Monsieur Sobek, pourriez-vous nous faire un état des lieux de la durabilité dans le secteur de la construction?
Werner Sobek: J’observe une dynamique de changement – en dépit de conditions difficiles dans le secteur. Au cours des dix dernières années, les planificateurs et les maîtres d’ouvrage ont pris davantage conscience de la nécessité d’une transformation radicale de notre environnement bâti. Mais, audelà des économies d’énergie, nous devons élargir la durabilité à la construction circulaire, à l’utilisation de matériaux recyclés et à la réduction des émissions.
Concrètement, quels progrès observez-vous?
La construction circulaire et l’utilisation de matériaux recyclés font désormais l’objet de recherches dans différents endroits du monde. Il s’agit de comprendre les matériaux recyclés, de les évaluer qualitativement et, le cas échéant, de les standardiser. La Suisse, l’Autriche, l’Allemagne et la France ainsi que les pays scandinaves et la Chine sont particulièrement avancés dans ces domaines.
Quelle est la contribution du secteur de la construction aux émissions globales de carbone?
Selon l’Agence internationale de l’énergie, le secteur de la construction représente environ 40% des émissions mondiales de carbone. Mes propres recherches suggèrent toutefois une part située entre 50 et 53%.
Comment expliquez-vous cet écart dans les calculs de carbone entre vos recherches et celles de l’Agence internationale de l’énergie?
Les calculs de l’AIE ne prennent pas en compte certaines sources d’émissions, comme la construction d’infrastructures et les émissions liées au transport. Or, ces dernières jouent un rôle majeur dans les émissions globales du secteur de la construction. On pense généralement que le chauffage et l’eau chaude sont les principales sources d’émissions polluantes. C’est d’ailleurs ce qui se reflète dans les règles relatives à l’efficacité énergétique des bâtiments. Mais les causes des émissions nocives pour le climat de l’environnement bâti sont bien plus nombreuses.

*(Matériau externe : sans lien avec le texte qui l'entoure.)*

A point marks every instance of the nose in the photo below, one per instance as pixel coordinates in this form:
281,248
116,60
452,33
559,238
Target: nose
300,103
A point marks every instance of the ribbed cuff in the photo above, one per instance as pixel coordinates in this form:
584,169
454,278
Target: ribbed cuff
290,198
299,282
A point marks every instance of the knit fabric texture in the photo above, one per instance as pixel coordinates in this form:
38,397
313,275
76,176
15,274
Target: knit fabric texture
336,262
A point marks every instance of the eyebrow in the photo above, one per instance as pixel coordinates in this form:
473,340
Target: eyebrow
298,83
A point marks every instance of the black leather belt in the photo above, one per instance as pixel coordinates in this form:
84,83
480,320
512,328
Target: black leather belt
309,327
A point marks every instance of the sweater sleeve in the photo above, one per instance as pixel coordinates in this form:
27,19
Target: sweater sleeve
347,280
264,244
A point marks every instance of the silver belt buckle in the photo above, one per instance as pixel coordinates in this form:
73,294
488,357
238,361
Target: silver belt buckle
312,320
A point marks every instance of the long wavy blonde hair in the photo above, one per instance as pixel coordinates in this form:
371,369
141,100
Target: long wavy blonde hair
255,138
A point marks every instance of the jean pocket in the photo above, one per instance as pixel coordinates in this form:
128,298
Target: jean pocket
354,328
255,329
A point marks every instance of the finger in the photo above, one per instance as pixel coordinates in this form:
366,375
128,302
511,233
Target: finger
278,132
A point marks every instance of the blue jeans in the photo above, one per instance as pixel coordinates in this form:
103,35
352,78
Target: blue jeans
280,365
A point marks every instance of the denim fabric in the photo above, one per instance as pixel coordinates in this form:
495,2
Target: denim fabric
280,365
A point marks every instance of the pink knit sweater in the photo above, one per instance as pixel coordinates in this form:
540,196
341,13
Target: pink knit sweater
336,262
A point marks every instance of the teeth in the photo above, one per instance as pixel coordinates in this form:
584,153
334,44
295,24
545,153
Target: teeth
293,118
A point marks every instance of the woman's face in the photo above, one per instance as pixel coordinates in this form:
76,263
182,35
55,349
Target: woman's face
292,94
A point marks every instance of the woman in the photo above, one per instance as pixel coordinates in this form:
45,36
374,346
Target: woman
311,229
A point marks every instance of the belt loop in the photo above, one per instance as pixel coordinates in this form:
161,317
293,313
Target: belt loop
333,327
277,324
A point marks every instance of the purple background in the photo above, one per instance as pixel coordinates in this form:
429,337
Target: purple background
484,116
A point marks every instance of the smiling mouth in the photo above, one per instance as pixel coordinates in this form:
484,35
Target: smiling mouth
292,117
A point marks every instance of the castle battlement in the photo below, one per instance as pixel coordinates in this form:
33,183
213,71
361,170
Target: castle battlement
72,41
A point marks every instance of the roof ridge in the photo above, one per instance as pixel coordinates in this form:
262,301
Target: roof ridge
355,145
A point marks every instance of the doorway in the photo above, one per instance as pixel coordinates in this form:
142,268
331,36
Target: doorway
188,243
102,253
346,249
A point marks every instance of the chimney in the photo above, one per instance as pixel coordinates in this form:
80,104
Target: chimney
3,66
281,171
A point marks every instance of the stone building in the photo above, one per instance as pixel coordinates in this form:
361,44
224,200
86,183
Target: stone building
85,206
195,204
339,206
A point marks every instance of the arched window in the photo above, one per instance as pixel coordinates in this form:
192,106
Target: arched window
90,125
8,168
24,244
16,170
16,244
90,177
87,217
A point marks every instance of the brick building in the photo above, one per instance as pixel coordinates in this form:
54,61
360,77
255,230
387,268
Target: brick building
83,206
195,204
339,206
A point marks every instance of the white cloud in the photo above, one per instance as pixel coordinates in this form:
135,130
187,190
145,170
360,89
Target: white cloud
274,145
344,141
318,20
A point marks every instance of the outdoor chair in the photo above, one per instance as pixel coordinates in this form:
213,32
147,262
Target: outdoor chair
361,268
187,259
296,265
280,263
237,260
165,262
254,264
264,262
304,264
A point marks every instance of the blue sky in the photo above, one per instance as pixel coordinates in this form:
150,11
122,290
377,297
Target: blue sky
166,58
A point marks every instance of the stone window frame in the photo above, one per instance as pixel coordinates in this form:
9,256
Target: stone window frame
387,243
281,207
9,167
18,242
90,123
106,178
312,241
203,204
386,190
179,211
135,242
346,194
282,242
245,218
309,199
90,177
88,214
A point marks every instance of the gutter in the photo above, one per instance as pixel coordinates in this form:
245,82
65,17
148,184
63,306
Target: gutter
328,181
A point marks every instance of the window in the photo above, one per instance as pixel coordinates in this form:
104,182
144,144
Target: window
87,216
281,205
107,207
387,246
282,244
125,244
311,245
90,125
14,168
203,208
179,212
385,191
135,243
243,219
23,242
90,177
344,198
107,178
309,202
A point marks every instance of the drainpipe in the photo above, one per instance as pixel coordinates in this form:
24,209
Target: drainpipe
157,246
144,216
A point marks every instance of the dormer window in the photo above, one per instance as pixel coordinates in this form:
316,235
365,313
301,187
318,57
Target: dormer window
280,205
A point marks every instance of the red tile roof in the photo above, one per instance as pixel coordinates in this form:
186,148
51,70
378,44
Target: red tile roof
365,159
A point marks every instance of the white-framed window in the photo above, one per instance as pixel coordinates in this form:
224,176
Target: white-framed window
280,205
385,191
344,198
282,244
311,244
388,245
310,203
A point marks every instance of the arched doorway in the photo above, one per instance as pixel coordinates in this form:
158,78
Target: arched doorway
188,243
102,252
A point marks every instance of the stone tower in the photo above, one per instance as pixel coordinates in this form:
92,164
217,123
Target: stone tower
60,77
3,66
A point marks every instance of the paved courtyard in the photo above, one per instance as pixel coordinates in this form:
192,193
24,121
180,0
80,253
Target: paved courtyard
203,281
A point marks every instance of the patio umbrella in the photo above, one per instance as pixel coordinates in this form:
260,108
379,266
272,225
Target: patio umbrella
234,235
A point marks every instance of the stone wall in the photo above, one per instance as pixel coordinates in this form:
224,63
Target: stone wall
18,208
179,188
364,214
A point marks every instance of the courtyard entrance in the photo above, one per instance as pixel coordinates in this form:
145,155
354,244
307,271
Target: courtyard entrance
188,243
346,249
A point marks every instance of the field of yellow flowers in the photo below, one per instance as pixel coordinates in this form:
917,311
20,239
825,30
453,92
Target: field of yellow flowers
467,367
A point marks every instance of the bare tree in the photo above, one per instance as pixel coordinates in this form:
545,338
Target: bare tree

Une grande partie des émissions sont produites pendant la fabrication des matériaux de construction, leur transformation en éléments de construction, leur installation dans les bâtiments ou les ouvrages d’infrastructure, sans parler des opérations de transport qui y sont liées.
Selon vous, quelles mesures concrètes devons-nous mettre en oeuvre pour réduire ces émissions de manière efficace?
L’accent doit être porté sur les matériaux dont la production ne génère pas ou peu d’émissions nocives pour le climat. Les matériaux, y compris les matériaux recyclés, doivent provenir des environs ou de la région. Le transport sur de longues distances est rigoureusement à proscrire. Je pense qu’à l’avenir, le secteur de la construction utilisera beaucoup plus souvent des mélanges de matériaux, même pour le gros oeuvre. De plus, nous devons prendre en compte l’ensemble du cycle de vie des bâtiments, et nous focaliser davantage sur le calcul final.
Le calcul final? Pourriez-vous préciser?
Dans le sud de l’Allemagne, par exemple, les gravats issus des travaux de démolition ne peuvent plus être stockés définitivement, car les décharges ont atteint leurs limites de capacité. Les déchets de construction sont donc acheminés vers le sud de la Pologne. Quand un mètre cube de gravats de béton est transporté depuis Munich, sur plusieurs centaines de kilomètres, un camion de transport émet autant de gaz nocifs pour le climat pendant le trajet que pour la production de la même quantité de béton. Par conséquent, le calcul de la durabilité des bâtiments doit prendre en compte ces émissions liées au transport, mais aussi les ressources et les émissions liées à la déconstruction et au recyclage des ouvrages.
Quels sont les matériaux de construction que vous considérez comme les plus durables dans l’ensemble de la chaîne de processus?
Les matériaux de construction ne sont pas fondamentalement «bons» ou «mauvais». Chaque matériau doit être analysé en fonction de son contexte d’utilisation. Le bois, par exemple, est durable lorsqu’il est disponible au niveau régional et sans perte de matériau pendant la chaîne de production. L’évaluation écologique de l’acier, de son côté, dépend fortement du mode de production. Dans le cas du béton, les émissions de carbone peuvent être réduites grâce à des ciments à faible émission.